Bakır, G. (2004). Foundations of Wavelet Networks and Applications: S. Sitharama Iyengar, E.C. Cho, Vir V. Phoho; Chapman and Hall/CRC. Neural networks, 17(3), 459. doi:10.1016/j.neunet.2003.11.011.


Cite as: https://hdl.handle.net/21.11116/0000-0005-4F40-B
Abstract
This book treats wavelet networks which unify universal approximation features of neuronal networks and multiresolution features of wavelet basis. It is introduced by the authors as the successor of Iyengars famous book Wavelet Analysis with Applications to Image Processing.

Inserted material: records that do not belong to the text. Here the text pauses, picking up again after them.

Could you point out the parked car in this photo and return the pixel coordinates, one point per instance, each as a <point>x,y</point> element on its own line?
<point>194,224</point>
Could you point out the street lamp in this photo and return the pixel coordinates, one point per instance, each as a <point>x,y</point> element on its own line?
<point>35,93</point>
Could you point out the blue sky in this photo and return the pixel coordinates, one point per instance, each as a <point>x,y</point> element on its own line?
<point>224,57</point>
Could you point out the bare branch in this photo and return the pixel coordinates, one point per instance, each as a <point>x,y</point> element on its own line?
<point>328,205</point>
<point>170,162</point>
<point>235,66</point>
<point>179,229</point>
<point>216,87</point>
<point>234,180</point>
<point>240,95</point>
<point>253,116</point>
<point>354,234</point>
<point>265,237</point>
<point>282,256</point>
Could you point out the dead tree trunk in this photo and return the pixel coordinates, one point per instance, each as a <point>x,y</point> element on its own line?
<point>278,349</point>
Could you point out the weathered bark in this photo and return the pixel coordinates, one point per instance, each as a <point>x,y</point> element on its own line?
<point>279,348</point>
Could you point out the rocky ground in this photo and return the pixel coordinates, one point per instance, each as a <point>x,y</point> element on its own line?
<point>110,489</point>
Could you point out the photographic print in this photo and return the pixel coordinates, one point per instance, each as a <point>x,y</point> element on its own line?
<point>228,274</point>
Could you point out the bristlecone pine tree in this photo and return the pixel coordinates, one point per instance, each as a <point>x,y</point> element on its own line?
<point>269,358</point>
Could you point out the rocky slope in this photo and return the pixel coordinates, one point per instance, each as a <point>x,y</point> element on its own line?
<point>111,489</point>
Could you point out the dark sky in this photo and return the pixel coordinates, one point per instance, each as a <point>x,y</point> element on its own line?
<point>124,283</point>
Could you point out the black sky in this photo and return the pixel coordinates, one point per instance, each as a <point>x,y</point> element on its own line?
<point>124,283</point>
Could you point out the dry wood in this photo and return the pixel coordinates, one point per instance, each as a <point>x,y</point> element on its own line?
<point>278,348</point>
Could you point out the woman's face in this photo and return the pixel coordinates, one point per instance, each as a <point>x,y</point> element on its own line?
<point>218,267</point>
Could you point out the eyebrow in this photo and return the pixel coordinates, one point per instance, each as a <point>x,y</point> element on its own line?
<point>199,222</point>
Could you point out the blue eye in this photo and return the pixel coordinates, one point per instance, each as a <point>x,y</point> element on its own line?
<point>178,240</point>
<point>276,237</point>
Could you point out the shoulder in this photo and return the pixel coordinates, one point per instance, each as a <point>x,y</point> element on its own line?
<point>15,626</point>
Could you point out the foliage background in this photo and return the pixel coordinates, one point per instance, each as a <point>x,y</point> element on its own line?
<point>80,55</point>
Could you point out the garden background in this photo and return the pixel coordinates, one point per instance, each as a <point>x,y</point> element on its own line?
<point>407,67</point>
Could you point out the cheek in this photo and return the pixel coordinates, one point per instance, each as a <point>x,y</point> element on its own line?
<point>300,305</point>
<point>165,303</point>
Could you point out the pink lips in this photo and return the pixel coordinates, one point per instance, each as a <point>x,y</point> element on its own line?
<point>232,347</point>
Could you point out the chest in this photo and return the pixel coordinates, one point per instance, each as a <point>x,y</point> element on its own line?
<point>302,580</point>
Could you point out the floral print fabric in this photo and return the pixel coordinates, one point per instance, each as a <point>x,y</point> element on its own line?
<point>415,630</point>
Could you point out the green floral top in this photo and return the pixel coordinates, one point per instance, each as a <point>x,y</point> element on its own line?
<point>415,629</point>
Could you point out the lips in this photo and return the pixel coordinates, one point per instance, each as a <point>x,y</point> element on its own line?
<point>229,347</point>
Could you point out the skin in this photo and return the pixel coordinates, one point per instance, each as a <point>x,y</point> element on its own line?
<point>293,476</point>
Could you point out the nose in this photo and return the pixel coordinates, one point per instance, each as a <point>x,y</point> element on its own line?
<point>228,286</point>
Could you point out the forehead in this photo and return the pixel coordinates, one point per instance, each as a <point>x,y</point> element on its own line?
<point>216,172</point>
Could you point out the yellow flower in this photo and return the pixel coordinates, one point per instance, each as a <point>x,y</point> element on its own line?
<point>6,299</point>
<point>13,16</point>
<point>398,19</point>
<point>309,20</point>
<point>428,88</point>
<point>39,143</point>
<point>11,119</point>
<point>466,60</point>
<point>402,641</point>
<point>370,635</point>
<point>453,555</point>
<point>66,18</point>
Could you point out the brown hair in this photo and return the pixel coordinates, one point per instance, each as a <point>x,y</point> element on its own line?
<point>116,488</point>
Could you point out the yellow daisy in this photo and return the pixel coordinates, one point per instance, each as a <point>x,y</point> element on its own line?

The material in the book is organized into two parts. Part I consists of four chapters which cover mathematical preliminaries, Wavelets, Neural Networks and Wavelet Networks. After stressing basic properties of wavelets and neural networks the idea of wavelet networks is introduced.

Part II deals with potential applications and consists of five chapters Recurrent Learning, Separating Order from Disorder, Radial Wavelet Neural Networks, Predicting Chaotic Time Series and Concept Learning. The chapters on Radial Wavelet Neural Networks and Predicting Chaotic Time Series are contributed from guest authors.

The overall structure of this book is more likely a collection of detailed but independent papers, providing the reader exercises at the end of each chapter. Though in comparison to the mathematical precision and systematic treatment of its excellent predecessor, the first part of this book is sometimes too superficial to be informative. The second part is somewhat better—and the chapter on Predicting Chaotic Time Series actually contains the detailed description of an algorithm and provides some practical advice on choosing parameters and network structure. Other practical issues like generalization, validation and overfitting, however, are rarely if at all treated. The reproducibility criterion is not met.

Furthermore, this book suffers from very poor editing. Partially not recognizable illustrations, new sections starting in the middle of a sentence and figures not referenced in the text leave the reader dissatisfied.